Ao discursar em uma conferência sobre a iniciativa "um cinturão, uma estrada" em Pequim, na quarta-feira, Xi defendeu a aceleração da implementação dos projetos para oferecer "uma sólida sensação de ganho" a todos os países envolvidos.

Ele pediu também uma melhor avaliação de risco e segurança para os projetos ao longo da rota, que atravessa países sujeitos a guerras, ataques terroristas e instabilidade política.

A iniciativa, proposta por Xi pela primeira vez em 2013, tem por objetivo recuperar a rota que conecta a China e a Europa pela Ásia Central e pelo Oriente Médio, além de um caminho pelo Sudeste Asiático e pela África.

Os críticos, de países como Cazaquistão e Índia, dizem que o principal propósito do plano é ampliar a influência geopolítica da China e exportar sua capacidade industrial excedente a outros países. Há dúvidas também quanto à viabilidade e aos riscos de segurança da iniciativa.

"Trata-se de um balanço da situação em uma fase intermediária", disse Xue Li, diretor de estratégia internacional do Instituto de Economia e Política Mundial da Academia Chinesa de Ciências Sociais, financiada pelo governo.

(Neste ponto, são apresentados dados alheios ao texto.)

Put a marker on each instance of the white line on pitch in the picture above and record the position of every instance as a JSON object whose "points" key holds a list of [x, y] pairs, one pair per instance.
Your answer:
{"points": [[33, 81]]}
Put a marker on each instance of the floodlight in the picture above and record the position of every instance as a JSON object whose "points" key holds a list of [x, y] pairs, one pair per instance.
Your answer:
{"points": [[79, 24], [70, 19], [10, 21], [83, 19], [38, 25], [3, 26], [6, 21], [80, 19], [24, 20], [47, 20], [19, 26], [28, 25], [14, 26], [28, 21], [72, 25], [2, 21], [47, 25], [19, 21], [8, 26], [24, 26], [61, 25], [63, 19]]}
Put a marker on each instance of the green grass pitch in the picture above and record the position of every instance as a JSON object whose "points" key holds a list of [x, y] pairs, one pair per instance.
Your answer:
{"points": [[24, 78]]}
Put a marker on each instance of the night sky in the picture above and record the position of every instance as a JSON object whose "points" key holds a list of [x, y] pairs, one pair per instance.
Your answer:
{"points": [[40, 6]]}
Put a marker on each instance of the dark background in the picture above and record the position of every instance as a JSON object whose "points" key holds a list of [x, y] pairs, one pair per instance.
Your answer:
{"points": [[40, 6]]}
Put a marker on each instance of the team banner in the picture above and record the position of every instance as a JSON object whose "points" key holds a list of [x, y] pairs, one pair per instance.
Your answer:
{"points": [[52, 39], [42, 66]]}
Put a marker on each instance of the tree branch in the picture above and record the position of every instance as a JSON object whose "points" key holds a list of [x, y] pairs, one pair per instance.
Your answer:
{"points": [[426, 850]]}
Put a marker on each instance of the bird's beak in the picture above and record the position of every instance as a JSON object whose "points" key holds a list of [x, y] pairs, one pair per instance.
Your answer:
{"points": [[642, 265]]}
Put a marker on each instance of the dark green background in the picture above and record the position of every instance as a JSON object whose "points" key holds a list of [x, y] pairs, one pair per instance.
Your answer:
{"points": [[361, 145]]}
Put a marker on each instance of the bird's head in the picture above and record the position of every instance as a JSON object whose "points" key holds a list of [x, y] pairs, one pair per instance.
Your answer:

"Nos últimos três anos não faltaram ceticismo e críticas em nível internacional, que se concentraram basicamente na visão de que essa iniciativa é uma nova forma de ameaça da China.

Este era um momento apropriado para que Xi respondesse a essas preocupações. Ele resumiu os principais problemas que surgiram e traçou um direcionamento futuro".

Xi deverá buscar um reconhecimento maior para a iniciativa no mês que vem, na cúpula do G-20, na cidade chinesa de Hangzhou.

Mais de 100 países e organizações internacionais já estão participando da iniciativa, sendo que mais de 30 países assinaram acordos formais e mais de 20 países se juntaram à "cooperação para a capacidade de produção" em áreas como construção de ferrovias e energia nuclear, disse Xi.

A exportação da capacidade de construção e produção da China pode ajudar os países participantes a levarem seu processo de industrialização adiante e ajudará a estabilizar a economia mundial, acrescentou Xi.

Participaram da reunião chefes do principal órgão nacional de planejamento econômico, o ministério das Relações Exteriores, diversos empresários e acadêmicos e também autoridades das principais províncias envolvidas no projeto, entre elas Fujian, Shaanxi, Guangdong e Xinjiang.